Nick would like it, I think.
He preferred cooler, steely neutrals; I prefer colour. Any colour, really, just bright and solid. We compromised often, and I think we might’ve settled on these current living room colours if he’d been here. The fireplace wall will be the accent one and the focal point of the living room, and eventually the mantel will have a couple of framed photographs and some of Nick’s smaller wood-carved sculptures once I dig them out of storage.
I’ve checked Montgomery’s site again and there’s no new post. I even combed the archive all night but couldn’t find anything about me. There’s a locked section for members, which requires real names and a monthly membership fee paid via credit card; I’m not about to hand over that kind of info, so I’ve managed with what I can find publicly available. And despite Owen saying Montgomery planned to speak to Nick’s friends, I checked again with Janelle and neither she nor her husbands have heard a word from the reporter.
Part of me wishes I’d taken Janelle up on the offer to stay with her, even if only for Nadia’s sake. She seems quite content with her colouring, and this afternoon we’ll play some games while we wait for the paint to dry prior to the next coat, but I know how much she loves Janelle’s house and the twins.
When we decided on this house, it was never supposed to be just me as a single mom with my daughter. There was supposed to be Nick, supposed to be a family, supposed to be warmth and voices and laughter. Is there enough laughter, just with me? Is there enough warmth? Is she happy—as happy as she’d be with Nick here?
Will she even remember one day that she’d had a Dada?

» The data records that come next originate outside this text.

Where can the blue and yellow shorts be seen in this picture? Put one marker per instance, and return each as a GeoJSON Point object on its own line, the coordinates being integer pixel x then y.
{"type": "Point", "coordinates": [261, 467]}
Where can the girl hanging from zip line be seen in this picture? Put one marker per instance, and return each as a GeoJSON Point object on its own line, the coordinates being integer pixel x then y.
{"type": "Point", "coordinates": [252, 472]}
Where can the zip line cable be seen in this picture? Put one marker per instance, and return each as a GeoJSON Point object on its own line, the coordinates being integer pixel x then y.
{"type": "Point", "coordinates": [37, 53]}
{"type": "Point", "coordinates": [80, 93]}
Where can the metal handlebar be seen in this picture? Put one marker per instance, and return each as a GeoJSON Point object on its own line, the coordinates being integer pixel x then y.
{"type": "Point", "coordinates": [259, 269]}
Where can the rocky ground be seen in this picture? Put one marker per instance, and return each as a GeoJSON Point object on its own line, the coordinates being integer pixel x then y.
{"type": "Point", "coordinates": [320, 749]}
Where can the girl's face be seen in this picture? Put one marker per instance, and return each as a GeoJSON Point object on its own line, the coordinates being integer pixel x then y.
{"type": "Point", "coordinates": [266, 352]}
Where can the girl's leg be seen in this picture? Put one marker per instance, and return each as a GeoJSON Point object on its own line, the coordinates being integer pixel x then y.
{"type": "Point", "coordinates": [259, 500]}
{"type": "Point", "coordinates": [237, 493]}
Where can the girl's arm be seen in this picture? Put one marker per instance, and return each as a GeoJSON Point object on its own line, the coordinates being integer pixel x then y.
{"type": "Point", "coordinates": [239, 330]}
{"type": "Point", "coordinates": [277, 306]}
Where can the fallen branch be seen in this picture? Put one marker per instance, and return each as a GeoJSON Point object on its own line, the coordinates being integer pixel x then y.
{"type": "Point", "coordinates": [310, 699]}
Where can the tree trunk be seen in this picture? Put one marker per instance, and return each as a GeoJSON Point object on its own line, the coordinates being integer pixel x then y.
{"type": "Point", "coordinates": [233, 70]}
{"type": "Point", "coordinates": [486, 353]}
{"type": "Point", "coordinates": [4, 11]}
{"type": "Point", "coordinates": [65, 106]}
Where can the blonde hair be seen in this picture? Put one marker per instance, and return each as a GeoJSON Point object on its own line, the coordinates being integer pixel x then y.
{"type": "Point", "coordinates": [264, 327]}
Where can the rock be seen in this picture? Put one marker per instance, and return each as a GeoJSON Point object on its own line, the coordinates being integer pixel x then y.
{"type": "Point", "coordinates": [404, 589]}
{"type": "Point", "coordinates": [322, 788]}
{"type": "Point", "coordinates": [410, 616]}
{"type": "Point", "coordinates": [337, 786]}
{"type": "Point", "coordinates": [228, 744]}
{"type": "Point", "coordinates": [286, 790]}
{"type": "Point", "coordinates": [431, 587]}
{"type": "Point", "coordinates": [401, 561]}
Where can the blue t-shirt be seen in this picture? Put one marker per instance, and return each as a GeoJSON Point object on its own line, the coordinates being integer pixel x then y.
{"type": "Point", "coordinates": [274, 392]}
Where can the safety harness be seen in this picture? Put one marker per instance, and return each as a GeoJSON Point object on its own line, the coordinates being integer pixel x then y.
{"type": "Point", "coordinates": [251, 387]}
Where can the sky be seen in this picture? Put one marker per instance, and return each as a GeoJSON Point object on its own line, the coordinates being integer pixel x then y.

I lose time just staring out the rear windows at the woods beyond. Woods Nick could’ve been lost in last year. The authorities came out with dogs, people from Red Fox Lake came out to search as well. The dogs couldn’t even pick up a scent, there was too much snow during the storm. Even late spring when things had thawed, there no sign of anything. Nick just...vanished. The woods are vast—for him, it was part of the draw, as he liked the idea of walking trails out here in the summer. He wanted to get a dog.
It would be so easy to get lost out there. I’d thought for sure that he left the house, for whatever reason, and just got turned around when the snow hit. Especially with a blizzard, visibility was nonexistent and someone could die of hypothermia just a few metres from home.
I should come up with some kind of system, some way of marking paths out there. Just in case, always just in case—I can’t stop thinking “just in case”. In case I somehow end up out there in winter.
In case Nick has somehow, magically, been wandering for a year and needs to find his way home.
If the warmth keeps for a few more days, it’ll delay the ground freezing up.